Differential testing framework
STEP13 Differential gene testing
Differential gene testing is a critical component of single-cell analysis. In the past people have used single-cell testing algorithms to look at differentially expressed genes, however, newer computational studies argue that pseduobulking counts across cell types and donors and then performing gene testing is perhaps more appropriate when discovering differentially expressed genes. To read more about this, review this paper by Squair et al., 2021:Nature Communications.

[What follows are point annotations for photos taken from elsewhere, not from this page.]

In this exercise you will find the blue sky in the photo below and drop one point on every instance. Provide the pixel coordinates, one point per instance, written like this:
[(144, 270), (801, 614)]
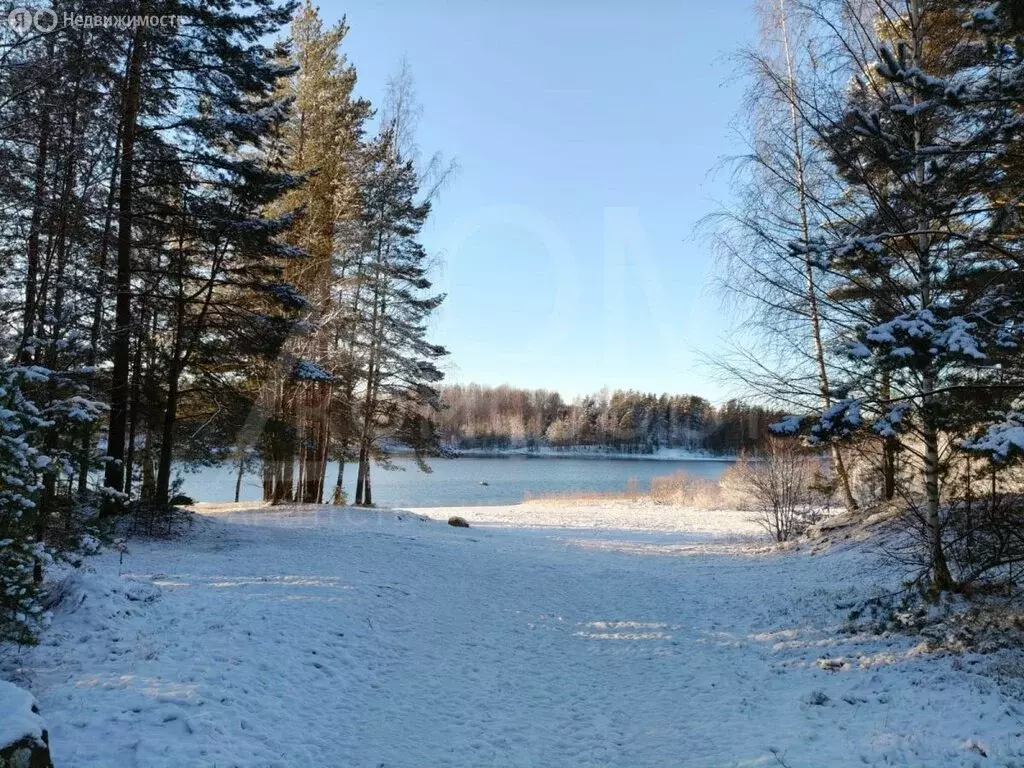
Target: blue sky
[(587, 135)]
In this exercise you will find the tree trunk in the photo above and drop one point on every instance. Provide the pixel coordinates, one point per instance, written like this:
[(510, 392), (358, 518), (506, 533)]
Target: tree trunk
[(114, 475), (35, 224), (812, 291)]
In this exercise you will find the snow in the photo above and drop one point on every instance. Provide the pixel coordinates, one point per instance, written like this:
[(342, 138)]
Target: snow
[(1001, 440), (17, 721), (625, 636), (596, 452)]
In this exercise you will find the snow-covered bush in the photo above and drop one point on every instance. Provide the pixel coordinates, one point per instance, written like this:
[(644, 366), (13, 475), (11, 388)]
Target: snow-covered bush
[(20, 611)]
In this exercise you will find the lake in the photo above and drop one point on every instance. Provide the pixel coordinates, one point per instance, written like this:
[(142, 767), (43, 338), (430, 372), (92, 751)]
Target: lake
[(456, 482)]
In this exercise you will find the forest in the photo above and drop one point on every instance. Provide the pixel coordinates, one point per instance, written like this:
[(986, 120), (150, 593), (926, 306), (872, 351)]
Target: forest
[(873, 255), (211, 251), (503, 417)]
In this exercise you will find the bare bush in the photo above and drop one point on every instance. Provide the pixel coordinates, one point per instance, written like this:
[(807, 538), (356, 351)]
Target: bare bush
[(779, 487), (684, 488)]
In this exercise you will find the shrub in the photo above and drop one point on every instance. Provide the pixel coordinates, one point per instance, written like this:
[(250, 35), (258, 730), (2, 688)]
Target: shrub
[(777, 487)]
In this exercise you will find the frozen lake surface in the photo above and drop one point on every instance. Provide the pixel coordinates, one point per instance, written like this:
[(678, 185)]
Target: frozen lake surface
[(458, 481)]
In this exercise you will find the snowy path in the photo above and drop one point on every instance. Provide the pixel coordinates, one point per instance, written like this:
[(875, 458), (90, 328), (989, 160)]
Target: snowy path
[(358, 639)]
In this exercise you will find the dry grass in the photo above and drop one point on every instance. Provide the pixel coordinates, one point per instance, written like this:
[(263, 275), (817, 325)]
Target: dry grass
[(679, 489), (632, 493)]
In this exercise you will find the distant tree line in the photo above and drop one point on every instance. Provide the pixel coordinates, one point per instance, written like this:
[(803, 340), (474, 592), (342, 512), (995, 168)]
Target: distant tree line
[(627, 421)]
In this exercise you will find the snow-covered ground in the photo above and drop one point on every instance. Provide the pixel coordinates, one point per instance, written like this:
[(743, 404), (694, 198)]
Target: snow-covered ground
[(297, 637), (597, 452)]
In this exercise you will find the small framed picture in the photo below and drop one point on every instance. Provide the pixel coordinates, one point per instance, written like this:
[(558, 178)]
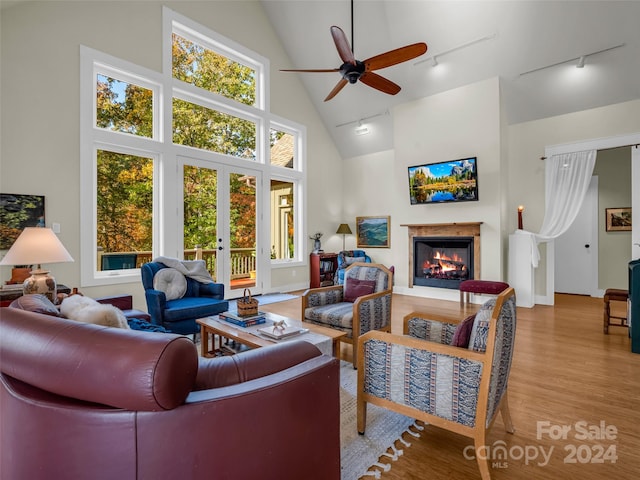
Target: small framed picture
[(16, 213), (618, 219), (372, 232)]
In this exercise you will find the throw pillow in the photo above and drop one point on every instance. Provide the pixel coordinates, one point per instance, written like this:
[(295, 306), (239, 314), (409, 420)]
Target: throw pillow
[(88, 310), (463, 332), (480, 330), (355, 288), (35, 302), (171, 282)]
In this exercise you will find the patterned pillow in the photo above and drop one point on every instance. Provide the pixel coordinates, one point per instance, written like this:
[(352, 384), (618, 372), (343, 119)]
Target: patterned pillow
[(480, 330), (349, 260), (463, 332), (171, 282), (355, 288)]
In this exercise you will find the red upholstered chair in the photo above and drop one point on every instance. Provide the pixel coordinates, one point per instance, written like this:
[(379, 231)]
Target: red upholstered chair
[(83, 401)]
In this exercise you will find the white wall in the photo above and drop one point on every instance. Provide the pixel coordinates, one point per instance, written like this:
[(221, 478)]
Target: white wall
[(460, 123), (39, 144), (613, 168), (527, 142)]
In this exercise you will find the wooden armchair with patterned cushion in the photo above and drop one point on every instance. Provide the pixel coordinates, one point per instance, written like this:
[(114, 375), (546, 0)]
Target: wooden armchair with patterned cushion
[(423, 375), (361, 304)]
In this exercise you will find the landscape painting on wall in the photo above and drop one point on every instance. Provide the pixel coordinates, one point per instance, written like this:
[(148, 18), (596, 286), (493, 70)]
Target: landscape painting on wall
[(16, 213), (372, 232), (618, 219), (442, 182)]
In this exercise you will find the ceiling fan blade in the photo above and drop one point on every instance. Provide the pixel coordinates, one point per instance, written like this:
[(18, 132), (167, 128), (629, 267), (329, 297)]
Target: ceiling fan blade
[(396, 56), (342, 44), (317, 70), (379, 83), (339, 86)]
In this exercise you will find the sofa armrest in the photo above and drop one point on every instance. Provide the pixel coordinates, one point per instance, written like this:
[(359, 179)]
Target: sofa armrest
[(293, 417), (252, 364), (123, 302)]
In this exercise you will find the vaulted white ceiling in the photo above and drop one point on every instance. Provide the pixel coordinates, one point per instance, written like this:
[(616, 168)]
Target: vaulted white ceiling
[(524, 35)]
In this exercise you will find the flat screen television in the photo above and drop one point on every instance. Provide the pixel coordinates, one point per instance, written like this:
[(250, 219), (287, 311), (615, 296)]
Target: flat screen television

However based on the design of the experiment and the cutoffs, both can yield reproducible data, at least for highly differential genes, for genes with high variance, perhaps pseudobulk methods are more reliable.
STEP13A: Single-cell gene testing
# In order to fine DE genes its important to annotate cells,
# this is where metadata comes to be important
# Our first method employs single cell differential gene expression using LR
# First lets save celltype info from active.idents into a metadata slot called celltype
pbmc$celltype <- pbmc@active.ident
# Lets check the clusters
table(pbmc$celltype)
# Now lets make a new metadata slot containing both peices of information, celltype and stimulation with interferon
# In order to do this we need to take data from two slots 1) pbmc$celltype and 2) pbmc$stim
# We will store this data in a new metadata slot called celltype.stim
pbmc$celltype.stim <- paste(pbmc$celltype, pbmc$stim, sep = "_")
# Now lets load this metadata in the active directory of seurat, so that seurat will pull this metadata by default
Idents(pbmc) <- "celltype.stim"
# Now lets run differential analysis
# HINT: Note that the ident.1 and ident.2 terms reside in pbmc$celltype.stim. maybe run table(pbmc$celltype.stim) to see a list of terms?
# If you cant complete all the steps to get here, thats okay! I have a seurat object called PBMC saved in a shared folder in a sub-folder called: \seuratobjects
# Just download that object and use qread or readRDS to load your object into R
b.interferon.response <- FindMarkers(pbmc, ident.1 = "B_STIM", ident.2 = "B_CTRL", # These are the two cell types/clusters that you want to run a DE test across. ident.2 is your control
slot = 'data',
test.use = "LR",
min.pct = 0.1,
latent.vars = c("donor"),
logfc.threshold = 0.5849, #~1.5FC
only.pos = TRUE,
verbose = FALSE)
# Got the DE test to run for your project? WOOHOO GREAT JOB!!! I knew you could do it!!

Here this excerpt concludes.